If the vectorized insertelements instructions form indentity subvector
(the subvector at the beginning of the long vector), it is just enough
to extend the vector itself, no need to generate inserting subvector
shuffle.
Details
Diff Detail
- Repository
- rG LLVM Github Monorepo
Event Timeline
This appears to have injected a failure into Halide codegen; I'll be providing a repro case shortly.
Still trying to get something self-contained for you, but the difference in codegen is something like:
before:
%193 = shufflevector <2 x double> %179, <2 x double> poison, <4 x i32> <i32 0, i32 1, i32 undef, i32 undef> ... %200 = insertelement <4 x double> %193, double 1.000000e+02, i32 3 %201 = insertelement <4 x double> %200, double %184, i32 2
after:
%193 = shufflevector <2 x double> %179, <2 x double> poison, <4 x i32> <i32 0, i32 1, i32 undef, i32 undef> ... %200 = insertelement <4 x double> %193, double %184, i32 2
Hmm, very strange, the patch removes extra shuffle instruction, it has nothing to do with the insertelements. Waiting for the reproducer for investigation.
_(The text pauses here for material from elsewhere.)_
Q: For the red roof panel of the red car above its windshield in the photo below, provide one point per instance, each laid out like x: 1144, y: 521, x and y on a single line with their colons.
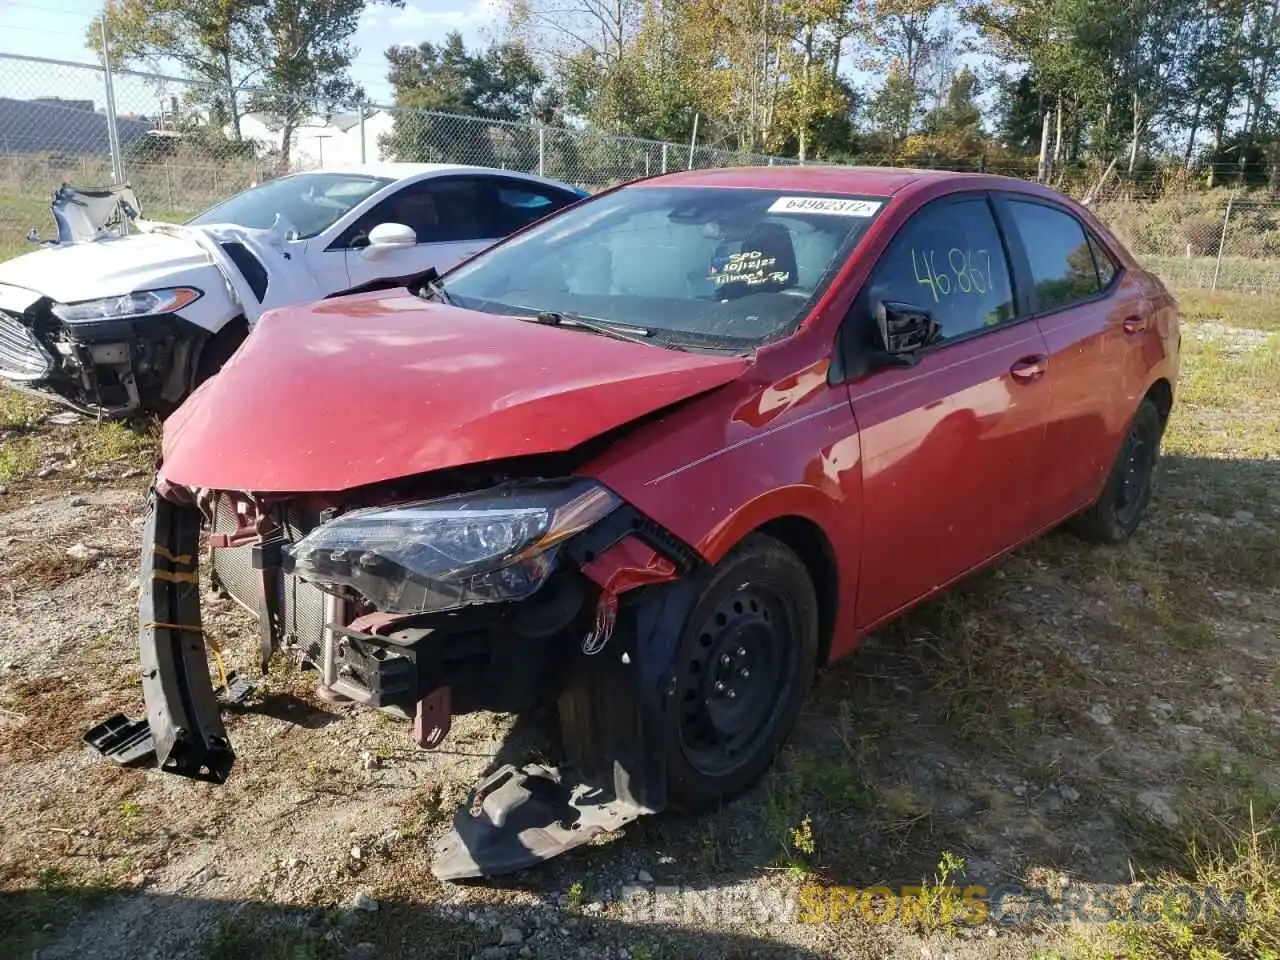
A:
x: 866, y: 181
Some raw info from debugging one of our likely failure cases:
ShuffleOrOp = InsertElement
E->dump() is:
0. Operand 0: <4 x double> <double poison, double poison, double poison, double 1.000000e+02> %269 = insertelement <4 x double> <double poison, double poison, double poison, double 1.000000e+02>, double %218, i32 0 Operand 1: %218 = load double, double* %210, align 8, !tbaa !38 %215 = load double, double* %214, align 8, !tbaa !38 Scalars: %269 = insertelement <4 x double> <double poison, double poison, double poison, double 1.000000e+02>, double %218, i32 0 %270 = insertelement <4 x double> %269, double %215, i32 1 State: Vectorize MainOp: %269 = insertelement <4 x double> <double poison, double poison, double poison, double 1.000000e+02>, double %218, i32 0 AltOp: %269 = insertelement <4 x double> <double poison, double poison, double poison, double 1.000000e+02>, double %218, i32 0 VectorizedValue: NULL ReuseShuffleIndices: Empty ReorderIndices: UserTreeIndices:
VL0->dump() is:
%269 = insertelement <4 x double> <double poison, double poison, double poison, double 1.000000e+02>, double %218, i32 0
The initial value for V (i.e., vectorizeTree(E->getOperand(1))) is:
%217 = load <2 x double>, <2 x double>* %216, align 8, !tbaa !38
We calculate:
NumElts = 4, NumScalars = 2, IsIdentity = 1 , Offset = 0
Thus we replace V with Builder.CreateShuffleVector(V, Mask), yielding a new V:
%268 = shufflevector <2 x double> %217, <2 x double> poison, <4 x i32> <i32 0, i32 1, i32 undef, i32 undef>
Since Offset = 0, we (now) skip inserting the extra shufflevector, but this is wrong, since the extra shufflevector would produce:
%269 = shufflevector <4 x double> <double poison, double poison, double poison, double 1.000000e+02>, <4 x double> %268, <4 x i32> <i32 4, i32 5, i32 2, i32 3>
It's not entirely clear to me how the intended logic of this patch is supposed to work, but skipping the extra shufflevector when Offset == 0 seems puzzling here; in this case, we are definitely producing a meaningfully different result in this case (essentially, inserting value of 100 at index 3). I'm not sure what the correct fix is here (still looking) but I think this should give you enough info to make progress. (If not, we should should revert this change pending a proper fix.)
Yes, you're right, need an extra check here for the FirstInsert->getOperand(0), will fix it.
As this change is causing miscompiles on halide, I think it wise to revert until fixed. Any objections?
To be fair, it's (potentially) causing miscompiles everywhere; Halide just exercises vectorization a lot more than most LLVM clients :-)
Thanks! Please cc me on the updated patch and I will test it locally to verify that Halide is happy with it.